In compressive sensing and sparse recovery, a wide class of popular measurement schemes can be analyzed within the framework of randomly sampled bounded orthonormal systems. This setting includes random measurement matrices such as subsampled isometries, partial Fourier matrices, and sampling matrices associated with orthogonal polynomials. All these random measurement matrices are formed by independent, identically distributed, and uniformly bounded rows with trivial covariance.
Despite the generality of this framework, the orthogonality assumption is too restrictive in applications where the sampling matrix does not have trivial covariance. In this talk, we will discuss how to address this issue by working in the framework of randomly sampled bounded Riesz systems proposed and studied in \cite{RieszPaper}. Relaxing the orthogonality assumption, this leads to a wider class of structured random measurement matrices having independent, identically distributed, and uniformly bounded rows with nontrivial covariance.
The main theoretical tool of our analysis is a new upper bound for the expectation of the supremum of a Bernoulli process associated with the restricted isometry constant of the random matrix of interest.

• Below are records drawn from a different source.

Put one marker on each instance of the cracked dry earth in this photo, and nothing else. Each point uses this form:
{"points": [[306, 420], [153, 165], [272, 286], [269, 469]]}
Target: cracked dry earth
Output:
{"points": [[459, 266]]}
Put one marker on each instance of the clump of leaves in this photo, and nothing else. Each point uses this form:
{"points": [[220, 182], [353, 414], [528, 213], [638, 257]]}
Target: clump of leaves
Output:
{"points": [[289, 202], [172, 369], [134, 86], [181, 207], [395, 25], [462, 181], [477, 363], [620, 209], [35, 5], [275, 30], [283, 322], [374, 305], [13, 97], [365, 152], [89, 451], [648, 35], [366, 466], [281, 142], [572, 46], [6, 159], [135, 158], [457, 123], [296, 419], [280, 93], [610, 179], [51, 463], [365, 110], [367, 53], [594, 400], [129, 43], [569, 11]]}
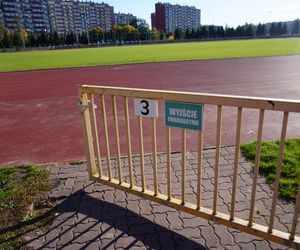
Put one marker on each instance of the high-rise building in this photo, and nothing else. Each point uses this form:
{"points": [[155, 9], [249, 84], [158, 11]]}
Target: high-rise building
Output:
{"points": [[66, 16], [31, 15], [122, 18], [62, 16], [168, 17]]}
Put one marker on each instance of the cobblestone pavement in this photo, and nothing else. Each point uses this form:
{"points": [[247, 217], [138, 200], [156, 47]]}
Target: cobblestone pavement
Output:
{"points": [[94, 216]]}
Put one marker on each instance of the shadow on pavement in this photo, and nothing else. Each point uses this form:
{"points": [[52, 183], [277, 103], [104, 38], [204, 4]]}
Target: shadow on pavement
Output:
{"points": [[92, 223]]}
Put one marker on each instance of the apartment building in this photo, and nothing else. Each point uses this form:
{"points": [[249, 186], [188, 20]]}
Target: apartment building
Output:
{"points": [[168, 17], [62, 16], [66, 16], [29, 14], [123, 18]]}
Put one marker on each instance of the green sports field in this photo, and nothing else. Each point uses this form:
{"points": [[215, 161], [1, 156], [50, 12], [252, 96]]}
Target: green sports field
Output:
{"points": [[16, 61]]}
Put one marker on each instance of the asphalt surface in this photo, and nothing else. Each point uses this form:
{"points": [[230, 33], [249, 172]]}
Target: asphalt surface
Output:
{"points": [[40, 121]]}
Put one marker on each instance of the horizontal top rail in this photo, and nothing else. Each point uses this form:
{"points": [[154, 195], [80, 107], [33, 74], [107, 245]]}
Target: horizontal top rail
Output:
{"points": [[203, 98]]}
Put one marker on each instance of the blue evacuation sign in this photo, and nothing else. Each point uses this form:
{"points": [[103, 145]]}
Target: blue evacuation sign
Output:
{"points": [[184, 115]]}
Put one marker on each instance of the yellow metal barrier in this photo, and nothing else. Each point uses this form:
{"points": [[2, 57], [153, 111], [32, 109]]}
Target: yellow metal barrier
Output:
{"points": [[88, 111]]}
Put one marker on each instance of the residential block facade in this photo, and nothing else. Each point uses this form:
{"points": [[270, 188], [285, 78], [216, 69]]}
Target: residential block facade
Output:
{"points": [[29, 14], [123, 18], [168, 17], [62, 16]]}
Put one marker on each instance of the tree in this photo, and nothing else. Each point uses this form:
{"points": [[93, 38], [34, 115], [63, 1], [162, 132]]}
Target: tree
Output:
{"points": [[296, 27]]}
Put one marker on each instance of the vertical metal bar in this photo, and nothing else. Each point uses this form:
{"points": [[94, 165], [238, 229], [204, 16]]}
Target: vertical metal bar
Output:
{"points": [[106, 136], [183, 166], [115, 113], [199, 178], [278, 170], [256, 164], [169, 162], [296, 215], [154, 156], [217, 159], [96, 134], [87, 132], [128, 141], [236, 160], [140, 118]]}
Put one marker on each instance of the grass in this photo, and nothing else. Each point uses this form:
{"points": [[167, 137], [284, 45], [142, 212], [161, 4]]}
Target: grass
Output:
{"points": [[290, 175], [22, 206], [18, 61]]}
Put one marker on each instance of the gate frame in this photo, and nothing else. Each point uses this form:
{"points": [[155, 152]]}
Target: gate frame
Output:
{"points": [[240, 102]]}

Using this bound, we will illustrate a restricted isometry analysis that (i) extends previous results from bounded orthonormal to bounded Riesz systems and (ii) improves the dependence of the sample complexity estimate on the restricted isometry constant while keeping the number of logarithmic factors equal to the best currently known one. In addition, we will show a robust null space property analysis in bounded Riesz systems, an application to local coherence-based sampling schemes, and discuss the extension to the weighted sparsity setting.

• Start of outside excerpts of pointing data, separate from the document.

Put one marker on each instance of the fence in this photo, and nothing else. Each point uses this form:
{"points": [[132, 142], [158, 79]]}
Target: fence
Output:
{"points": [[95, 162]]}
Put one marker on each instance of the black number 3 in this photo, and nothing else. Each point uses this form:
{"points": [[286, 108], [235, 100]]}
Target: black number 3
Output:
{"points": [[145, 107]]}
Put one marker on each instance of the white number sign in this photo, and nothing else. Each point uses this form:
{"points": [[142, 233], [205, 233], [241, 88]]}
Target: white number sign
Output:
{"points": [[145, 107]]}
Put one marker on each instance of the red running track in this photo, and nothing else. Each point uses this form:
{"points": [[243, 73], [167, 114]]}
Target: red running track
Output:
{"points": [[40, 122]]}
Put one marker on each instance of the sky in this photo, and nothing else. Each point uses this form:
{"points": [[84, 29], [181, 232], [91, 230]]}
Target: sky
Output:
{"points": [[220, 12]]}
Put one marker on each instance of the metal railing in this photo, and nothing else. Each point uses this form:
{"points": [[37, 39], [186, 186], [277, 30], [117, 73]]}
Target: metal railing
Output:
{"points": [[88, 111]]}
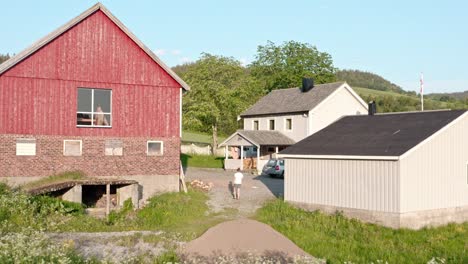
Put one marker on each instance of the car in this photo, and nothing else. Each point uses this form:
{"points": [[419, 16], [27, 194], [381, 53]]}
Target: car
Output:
{"points": [[274, 168]]}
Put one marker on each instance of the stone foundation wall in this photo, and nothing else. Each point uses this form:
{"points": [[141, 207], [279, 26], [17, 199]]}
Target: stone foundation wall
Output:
{"points": [[153, 173], [411, 220]]}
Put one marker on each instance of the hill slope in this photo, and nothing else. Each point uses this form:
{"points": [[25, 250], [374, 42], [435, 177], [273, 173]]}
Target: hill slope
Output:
{"points": [[369, 80]]}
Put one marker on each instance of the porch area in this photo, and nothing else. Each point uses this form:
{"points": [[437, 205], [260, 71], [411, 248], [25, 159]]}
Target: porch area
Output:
{"points": [[251, 149]]}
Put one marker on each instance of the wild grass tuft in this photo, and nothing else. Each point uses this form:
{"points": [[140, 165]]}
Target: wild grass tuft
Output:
{"points": [[339, 239]]}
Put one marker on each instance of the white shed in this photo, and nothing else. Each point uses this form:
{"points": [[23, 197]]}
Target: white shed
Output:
{"points": [[398, 170]]}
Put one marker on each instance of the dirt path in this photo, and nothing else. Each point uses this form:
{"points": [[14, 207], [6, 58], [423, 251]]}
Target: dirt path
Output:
{"points": [[255, 191], [239, 237], [243, 241]]}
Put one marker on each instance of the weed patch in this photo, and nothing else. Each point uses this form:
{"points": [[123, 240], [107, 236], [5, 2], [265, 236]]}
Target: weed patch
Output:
{"points": [[339, 239]]}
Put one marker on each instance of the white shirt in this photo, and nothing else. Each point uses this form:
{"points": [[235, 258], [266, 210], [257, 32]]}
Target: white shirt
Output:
{"points": [[238, 178]]}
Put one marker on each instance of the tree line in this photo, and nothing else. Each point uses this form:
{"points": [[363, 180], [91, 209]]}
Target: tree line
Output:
{"points": [[221, 88]]}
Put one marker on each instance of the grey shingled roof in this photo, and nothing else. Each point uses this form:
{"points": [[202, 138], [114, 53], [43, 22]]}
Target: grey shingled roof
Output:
{"points": [[5, 66], [266, 137], [291, 100], [378, 135]]}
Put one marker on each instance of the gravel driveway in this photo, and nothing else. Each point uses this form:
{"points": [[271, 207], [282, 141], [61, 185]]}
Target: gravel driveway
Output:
{"points": [[255, 190]]}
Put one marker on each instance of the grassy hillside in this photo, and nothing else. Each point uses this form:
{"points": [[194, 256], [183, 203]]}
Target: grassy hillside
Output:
{"points": [[369, 80], [389, 101], [198, 137]]}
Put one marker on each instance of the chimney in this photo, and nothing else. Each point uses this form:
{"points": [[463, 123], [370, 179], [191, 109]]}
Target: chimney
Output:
{"points": [[307, 84], [372, 108]]}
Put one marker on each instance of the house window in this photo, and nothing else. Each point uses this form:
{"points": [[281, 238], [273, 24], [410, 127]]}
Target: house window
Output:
{"points": [[26, 147], [255, 124], [288, 124], [72, 148], [272, 124], [154, 148], [94, 108], [113, 147]]}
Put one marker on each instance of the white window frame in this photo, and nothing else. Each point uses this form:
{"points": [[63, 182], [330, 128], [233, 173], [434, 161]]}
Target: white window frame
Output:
{"points": [[32, 140], [274, 124], [92, 105], [73, 140], [253, 124], [286, 124], [154, 141], [113, 149]]}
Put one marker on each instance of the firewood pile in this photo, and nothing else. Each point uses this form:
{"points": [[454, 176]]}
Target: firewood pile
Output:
{"points": [[203, 186]]}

Going beyond orthogonality, the additional flexibility of bounded Riesz systems allows for applications to a wider class of problems. Here, we will illustrate applications in scientific computing such as function approximation in high dimensions and numerical methods for partial differential equations, including compressive Petrov-Galerkin and spectral collocation methods.
Joint work with: Sjoerd Dirksen (Utrecht University), Hans C. Jung (DeepL), Holger Rauhut (RWTH Aachen University), Weiqi Wang (Concordia University)
References
[1] S. Brugiapaglia, S. Dirksen, H.C. Jung, and H. Rauhut. Sparse recovery in bounded Riesz systems with applications to numerical methods for PDEs. Applied and Computational Harmonic Analysis, 53, pages 231-269, 2021.